The human hippocampus is known to play an important role in relational memory. Both patient lesion studies and functional-imaging studies have shown that it is involved in the encoding and retrieval from memory of arbitrary associations. Two recent patient lesion studies, however, have found dissociations between spared and impaired memory within the domain of relational memory. Recognition of associations between information of the same kind (e.g., two faces) was spared, whereas recognition of associations between information of different kinds (e.g., face-name or face-voice associations) was impaired by hippocampal lesions. Thus, recognition of associations between information of the same kind may not be mediated by the hippocampus. Few imaging studies have directly compared activation at encoding and recognition of associations between same and different types of information. Those that have have shown mixed findings and been open to alternative interpretation. We used fMRI to compare hippocampal activation while participants studied and later recognized face-face and face-laugh paired associates. We found no differences in hippocampal activation between our two types of stimulus materials during either study or recognition. Study of both types of paired associate activated the hippocampus bilaterally, but the hippocampus was not activated by either condition during recognition. Our findings suggest that the human hippocampus is normally engaged to a similar extent by study and recognition of associations between information of the same kind and associations between information of different kinds.
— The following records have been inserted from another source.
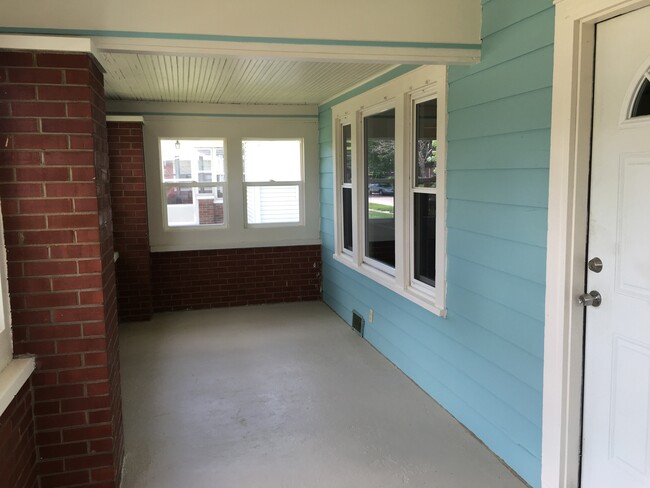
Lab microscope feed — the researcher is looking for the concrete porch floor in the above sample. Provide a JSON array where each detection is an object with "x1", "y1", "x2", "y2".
[{"x1": 119, "y1": 301, "x2": 528, "y2": 488}]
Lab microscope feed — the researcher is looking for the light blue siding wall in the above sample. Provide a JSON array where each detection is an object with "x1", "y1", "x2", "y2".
[{"x1": 318, "y1": 1, "x2": 554, "y2": 486}]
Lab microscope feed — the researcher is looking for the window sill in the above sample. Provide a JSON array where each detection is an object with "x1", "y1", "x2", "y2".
[
  {"x1": 151, "y1": 237, "x2": 322, "y2": 253},
  {"x1": 0, "y1": 356, "x2": 35, "y2": 417},
  {"x1": 332, "y1": 253, "x2": 446, "y2": 318}
]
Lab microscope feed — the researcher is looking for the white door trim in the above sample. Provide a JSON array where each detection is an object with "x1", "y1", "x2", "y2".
[{"x1": 543, "y1": 1, "x2": 650, "y2": 488}]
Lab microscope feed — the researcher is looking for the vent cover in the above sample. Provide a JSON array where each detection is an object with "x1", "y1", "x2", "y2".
[{"x1": 352, "y1": 310, "x2": 365, "y2": 337}]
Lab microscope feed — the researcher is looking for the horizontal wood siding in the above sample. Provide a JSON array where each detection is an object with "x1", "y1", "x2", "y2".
[{"x1": 318, "y1": 2, "x2": 553, "y2": 486}]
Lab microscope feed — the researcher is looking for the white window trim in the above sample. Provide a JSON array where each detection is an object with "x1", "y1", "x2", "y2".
[
  {"x1": 143, "y1": 115, "x2": 320, "y2": 252},
  {"x1": 242, "y1": 138, "x2": 306, "y2": 228},
  {"x1": 331, "y1": 66, "x2": 447, "y2": 316},
  {"x1": 0, "y1": 204, "x2": 35, "y2": 417},
  {"x1": 406, "y1": 88, "x2": 447, "y2": 309},
  {"x1": 543, "y1": 2, "x2": 650, "y2": 488}
]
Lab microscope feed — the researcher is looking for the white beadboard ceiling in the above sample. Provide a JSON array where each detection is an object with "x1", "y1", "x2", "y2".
[{"x1": 98, "y1": 52, "x2": 395, "y2": 105}]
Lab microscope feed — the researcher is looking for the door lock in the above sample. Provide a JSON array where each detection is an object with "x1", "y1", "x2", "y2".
[
  {"x1": 578, "y1": 290, "x2": 602, "y2": 307},
  {"x1": 588, "y1": 257, "x2": 603, "y2": 273}
]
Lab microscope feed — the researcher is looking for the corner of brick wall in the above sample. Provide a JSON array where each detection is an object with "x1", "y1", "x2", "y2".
[
  {"x1": 107, "y1": 121, "x2": 152, "y2": 322},
  {"x1": 0, "y1": 49, "x2": 124, "y2": 487}
]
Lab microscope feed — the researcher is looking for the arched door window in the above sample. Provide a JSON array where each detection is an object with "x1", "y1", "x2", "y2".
[{"x1": 630, "y1": 74, "x2": 650, "y2": 117}]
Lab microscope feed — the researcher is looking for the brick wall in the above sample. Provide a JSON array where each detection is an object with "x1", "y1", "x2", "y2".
[
  {"x1": 0, "y1": 50, "x2": 124, "y2": 487},
  {"x1": 151, "y1": 245, "x2": 321, "y2": 312},
  {"x1": 107, "y1": 122, "x2": 152, "y2": 322},
  {"x1": 0, "y1": 382, "x2": 38, "y2": 488}
]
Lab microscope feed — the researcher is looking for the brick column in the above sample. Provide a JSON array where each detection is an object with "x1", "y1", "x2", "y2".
[
  {"x1": 107, "y1": 120, "x2": 152, "y2": 322},
  {"x1": 0, "y1": 50, "x2": 124, "y2": 487}
]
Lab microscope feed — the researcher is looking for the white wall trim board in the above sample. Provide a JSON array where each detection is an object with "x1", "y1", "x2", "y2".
[
  {"x1": 106, "y1": 115, "x2": 145, "y2": 123},
  {"x1": 107, "y1": 101, "x2": 318, "y2": 118},
  {"x1": 543, "y1": 1, "x2": 650, "y2": 488},
  {"x1": 0, "y1": 34, "x2": 105, "y2": 71},
  {"x1": 0, "y1": 33, "x2": 93, "y2": 53},
  {"x1": 150, "y1": 238, "x2": 322, "y2": 253}
]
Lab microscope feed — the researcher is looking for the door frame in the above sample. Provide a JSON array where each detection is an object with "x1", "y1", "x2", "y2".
[{"x1": 543, "y1": 1, "x2": 650, "y2": 487}]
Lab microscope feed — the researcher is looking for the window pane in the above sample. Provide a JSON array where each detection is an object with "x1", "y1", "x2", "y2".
[
  {"x1": 632, "y1": 78, "x2": 650, "y2": 117},
  {"x1": 342, "y1": 187, "x2": 353, "y2": 252},
  {"x1": 166, "y1": 186, "x2": 225, "y2": 227},
  {"x1": 415, "y1": 99, "x2": 437, "y2": 188},
  {"x1": 160, "y1": 139, "x2": 225, "y2": 183},
  {"x1": 160, "y1": 140, "x2": 226, "y2": 228},
  {"x1": 243, "y1": 140, "x2": 302, "y2": 182},
  {"x1": 414, "y1": 193, "x2": 436, "y2": 287},
  {"x1": 246, "y1": 185, "x2": 300, "y2": 224},
  {"x1": 342, "y1": 124, "x2": 352, "y2": 183},
  {"x1": 365, "y1": 109, "x2": 395, "y2": 269}
]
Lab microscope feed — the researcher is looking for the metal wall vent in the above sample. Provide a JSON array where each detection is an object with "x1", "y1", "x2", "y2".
[{"x1": 352, "y1": 310, "x2": 365, "y2": 337}]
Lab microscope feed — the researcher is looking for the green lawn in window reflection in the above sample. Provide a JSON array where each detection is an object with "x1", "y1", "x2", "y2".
[{"x1": 368, "y1": 203, "x2": 395, "y2": 219}]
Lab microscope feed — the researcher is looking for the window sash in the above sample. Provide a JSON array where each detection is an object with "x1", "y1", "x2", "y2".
[
  {"x1": 338, "y1": 122, "x2": 354, "y2": 255},
  {"x1": 410, "y1": 95, "x2": 439, "y2": 291},
  {"x1": 341, "y1": 184, "x2": 353, "y2": 254},
  {"x1": 363, "y1": 107, "x2": 396, "y2": 271}
]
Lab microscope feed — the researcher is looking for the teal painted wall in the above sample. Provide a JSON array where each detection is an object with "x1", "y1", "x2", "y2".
[{"x1": 318, "y1": 1, "x2": 554, "y2": 486}]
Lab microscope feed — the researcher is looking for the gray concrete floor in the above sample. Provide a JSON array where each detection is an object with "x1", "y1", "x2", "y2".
[{"x1": 119, "y1": 302, "x2": 528, "y2": 488}]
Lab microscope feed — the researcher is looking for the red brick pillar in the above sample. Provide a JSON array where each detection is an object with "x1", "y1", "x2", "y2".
[
  {"x1": 0, "y1": 49, "x2": 124, "y2": 487},
  {"x1": 107, "y1": 120, "x2": 152, "y2": 322}
]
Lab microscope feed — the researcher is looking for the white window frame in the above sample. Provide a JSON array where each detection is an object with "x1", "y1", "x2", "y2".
[
  {"x1": 360, "y1": 100, "x2": 399, "y2": 278},
  {"x1": 337, "y1": 119, "x2": 354, "y2": 257},
  {"x1": 159, "y1": 138, "x2": 228, "y2": 231},
  {"x1": 332, "y1": 66, "x2": 447, "y2": 316},
  {"x1": 0, "y1": 203, "x2": 36, "y2": 416},
  {"x1": 0, "y1": 208, "x2": 13, "y2": 373},
  {"x1": 406, "y1": 87, "x2": 447, "y2": 309},
  {"x1": 242, "y1": 138, "x2": 305, "y2": 228}
]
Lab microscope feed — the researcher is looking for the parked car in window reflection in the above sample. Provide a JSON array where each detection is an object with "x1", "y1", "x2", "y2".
[{"x1": 368, "y1": 183, "x2": 394, "y2": 195}]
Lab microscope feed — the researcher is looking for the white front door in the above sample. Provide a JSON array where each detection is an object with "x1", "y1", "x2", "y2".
[{"x1": 582, "y1": 6, "x2": 650, "y2": 488}]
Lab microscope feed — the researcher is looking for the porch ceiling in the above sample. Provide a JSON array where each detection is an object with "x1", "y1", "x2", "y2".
[{"x1": 97, "y1": 51, "x2": 396, "y2": 105}]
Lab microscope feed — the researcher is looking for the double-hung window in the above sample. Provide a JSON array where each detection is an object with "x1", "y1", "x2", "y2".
[
  {"x1": 243, "y1": 139, "x2": 303, "y2": 226},
  {"x1": 332, "y1": 67, "x2": 447, "y2": 315},
  {"x1": 161, "y1": 139, "x2": 226, "y2": 228},
  {"x1": 411, "y1": 97, "x2": 438, "y2": 290}
]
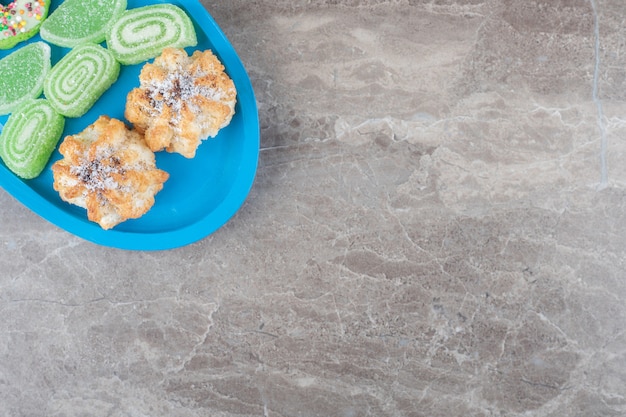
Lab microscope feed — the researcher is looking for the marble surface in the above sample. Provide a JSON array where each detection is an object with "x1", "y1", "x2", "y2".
[{"x1": 1, "y1": 0, "x2": 626, "y2": 415}]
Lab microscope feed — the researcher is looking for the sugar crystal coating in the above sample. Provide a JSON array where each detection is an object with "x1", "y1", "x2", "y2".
[
  {"x1": 0, "y1": 41, "x2": 50, "y2": 115},
  {"x1": 40, "y1": 0, "x2": 127, "y2": 48},
  {"x1": 106, "y1": 4, "x2": 197, "y2": 66},
  {"x1": 44, "y1": 43, "x2": 120, "y2": 118},
  {"x1": 0, "y1": 98, "x2": 65, "y2": 179}
]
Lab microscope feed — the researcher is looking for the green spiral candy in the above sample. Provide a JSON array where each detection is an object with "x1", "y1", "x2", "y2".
[
  {"x1": 43, "y1": 43, "x2": 120, "y2": 118},
  {"x1": 106, "y1": 4, "x2": 197, "y2": 66},
  {"x1": 0, "y1": 99, "x2": 65, "y2": 179}
]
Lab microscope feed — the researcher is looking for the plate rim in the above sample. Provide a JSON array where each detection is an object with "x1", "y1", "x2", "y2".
[{"x1": 0, "y1": 0, "x2": 260, "y2": 251}]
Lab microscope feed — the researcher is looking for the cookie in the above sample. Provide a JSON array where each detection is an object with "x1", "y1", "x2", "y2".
[
  {"x1": 125, "y1": 48, "x2": 236, "y2": 158},
  {"x1": 52, "y1": 116, "x2": 169, "y2": 230}
]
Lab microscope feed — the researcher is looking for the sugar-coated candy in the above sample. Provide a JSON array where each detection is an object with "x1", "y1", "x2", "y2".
[
  {"x1": 106, "y1": 4, "x2": 197, "y2": 66},
  {"x1": 44, "y1": 43, "x2": 120, "y2": 118},
  {"x1": 40, "y1": 0, "x2": 127, "y2": 48},
  {"x1": 0, "y1": 41, "x2": 50, "y2": 115},
  {"x1": 0, "y1": 99, "x2": 65, "y2": 179}
]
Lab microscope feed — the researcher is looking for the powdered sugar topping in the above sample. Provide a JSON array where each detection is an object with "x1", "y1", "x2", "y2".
[
  {"x1": 144, "y1": 66, "x2": 227, "y2": 120},
  {"x1": 70, "y1": 147, "x2": 123, "y2": 193}
]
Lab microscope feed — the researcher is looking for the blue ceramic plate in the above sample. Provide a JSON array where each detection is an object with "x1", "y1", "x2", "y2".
[{"x1": 0, "y1": 0, "x2": 259, "y2": 250}]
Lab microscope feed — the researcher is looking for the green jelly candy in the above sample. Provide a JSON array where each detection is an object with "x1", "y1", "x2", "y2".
[
  {"x1": 40, "y1": 0, "x2": 127, "y2": 48},
  {"x1": 0, "y1": 42, "x2": 51, "y2": 116},
  {"x1": 44, "y1": 43, "x2": 120, "y2": 118},
  {"x1": 0, "y1": 99, "x2": 65, "y2": 179},
  {"x1": 107, "y1": 4, "x2": 197, "y2": 66}
]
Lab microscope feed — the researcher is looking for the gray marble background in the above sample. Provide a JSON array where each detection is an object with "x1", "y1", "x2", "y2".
[{"x1": 2, "y1": 0, "x2": 626, "y2": 416}]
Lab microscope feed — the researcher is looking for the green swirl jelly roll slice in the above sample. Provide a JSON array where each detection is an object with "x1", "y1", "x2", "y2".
[
  {"x1": 43, "y1": 43, "x2": 120, "y2": 118},
  {"x1": 0, "y1": 99, "x2": 64, "y2": 179},
  {"x1": 106, "y1": 4, "x2": 197, "y2": 66},
  {"x1": 0, "y1": 41, "x2": 51, "y2": 116},
  {"x1": 40, "y1": 0, "x2": 127, "y2": 48}
]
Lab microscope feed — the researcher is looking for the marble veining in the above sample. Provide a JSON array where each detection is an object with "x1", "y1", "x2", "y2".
[
  {"x1": 589, "y1": 0, "x2": 608, "y2": 187},
  {"x1": 1, "y1": 1, "x2": 626, "y2": 416}
]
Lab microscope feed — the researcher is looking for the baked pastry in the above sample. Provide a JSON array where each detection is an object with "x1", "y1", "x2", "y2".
[
  {"x1": 0, "y1": 41, "x2": 50, "y2": 115},
  {"x1": 0, "y1": 98, "x2": 64, "y2": 179},
  {"x1": 125, "y1": 47, "x2": 237, "y2": 158},
  {"x1": 40, "y1": 0, "x2": 126, "y2": 48},
  {"x1": 52, "y1": 115, "x2": 169, "y2": 230},
  {"x1": 0, "y1": 0, "x2": 49, "y2": 50},
  {"x1": 106, "y1": 3, "x2": 197, "y2": 66}
]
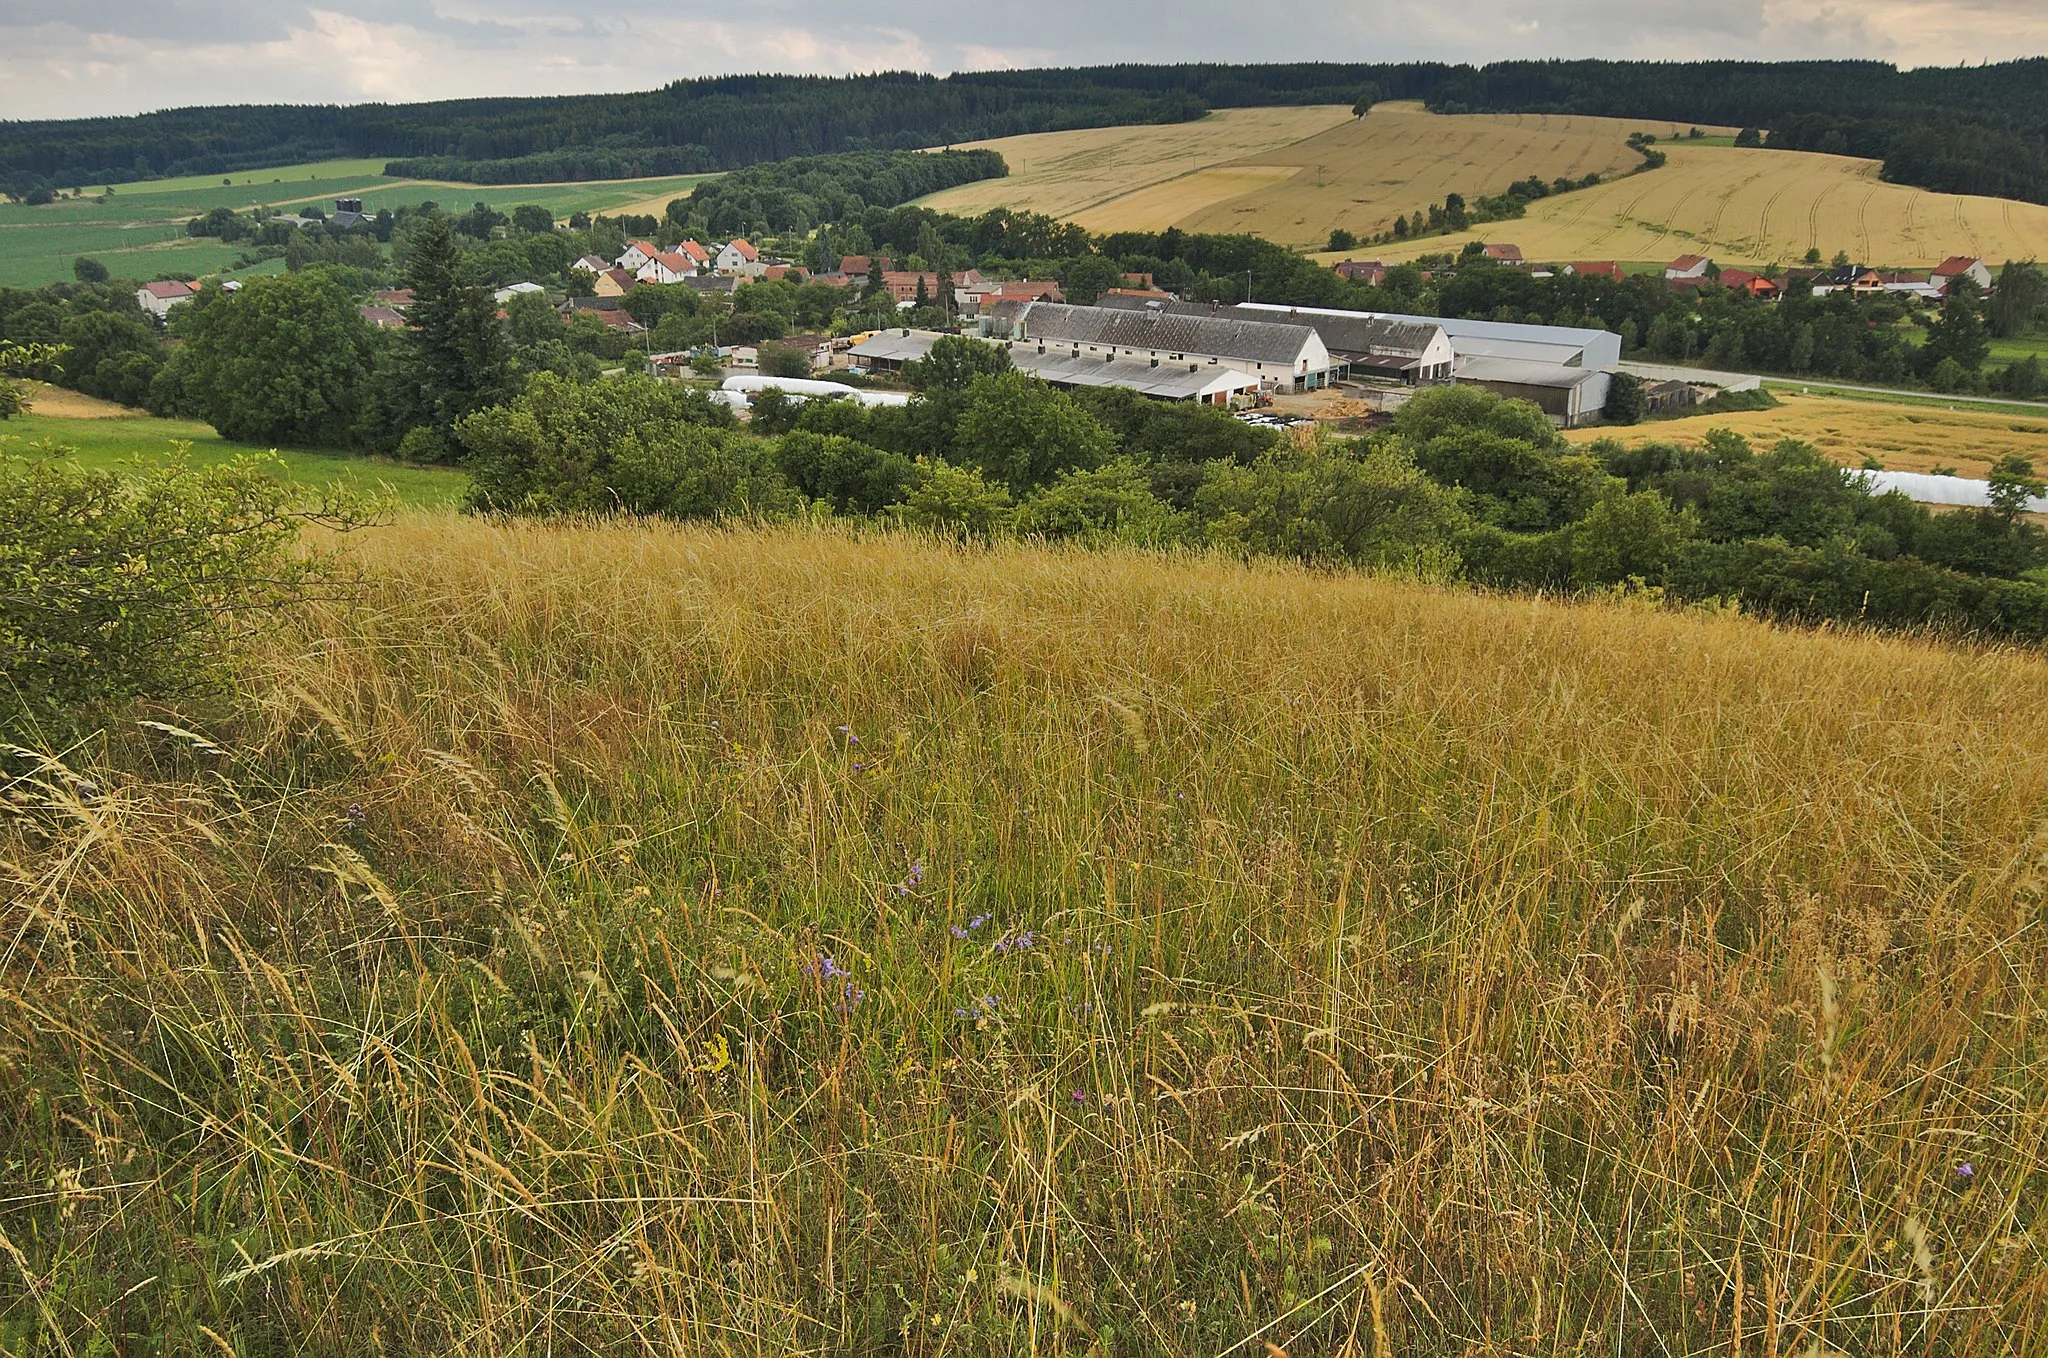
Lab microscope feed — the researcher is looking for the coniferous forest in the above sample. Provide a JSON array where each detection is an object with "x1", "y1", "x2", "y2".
[{"x1": 4, "y1": 60, "x2": 2048, "y2": 205}]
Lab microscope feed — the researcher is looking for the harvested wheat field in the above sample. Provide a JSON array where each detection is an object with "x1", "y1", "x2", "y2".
[
  {"x1": 1566, "y1": 389, "x2": 2048, "y2": 476},
  {"x1": 8, "y1": 516, "x2": 2046, "y2": 1353},
  {"x1": 1362, "y1": 140, "x2": 2048, "y2": 268},
  {"x1": 915, "y1": 104, "x2": 1355, "y2": 224},
  {"x1": 924, "y1": 102, "x2": 1720, "y2": 245}
]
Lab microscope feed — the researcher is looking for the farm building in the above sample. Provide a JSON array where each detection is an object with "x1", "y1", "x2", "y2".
[
  {"x1": 1666, "y1": 254, "x2": 1713, "y2": 281},
  {"x1": 1565, "y1": 261, "x2": 1623, "y2": 279},
  {"x1": 136, "y1": 279, "x2": 197, "y2": 317},
  {"x1": 1481, "y1": 244, "x2": 1526, "y2": 266},
  {"x1": 848, "y1": 329, "x2": 1259, "y2": 405},
  {"x1": 1123, "y1": 301, "x2": 1454, "y2": 383},
  {"x1": 984, "y1": 300, "x2": 1335, "y2": 392},
  {"x1": 1450, "y1": 358, "x2": 1612, "y2": 426}
]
Do Amnesics Forget Colours Pathologically Fast

We tested amnesic and control subjects on a task which required the recognition of single, difficult to name colours, after delays ranging from 7 seconds to 120 seconds after performance of the two subject groups had been matched at the shortest delay by giving the amnesic patients longer study time. The amnesic patients showed abnormally fast forgetting over the two minute period. Furthermore, a subgroup of nine subjects with presumed damage to midline diencephalic structures (Korsakoffs syndrome) were found to forget as fast as a group of six subjects with presumed medial temporal lobe damage (herpes simplex encephalitis). These results contrast both with studies using the Huppert and Piercy procedure and those using the Brown-Peterson task, none of which have shown convincing evidence of accelerated forgetting in medial temporal lobe or diencephalic amnesia.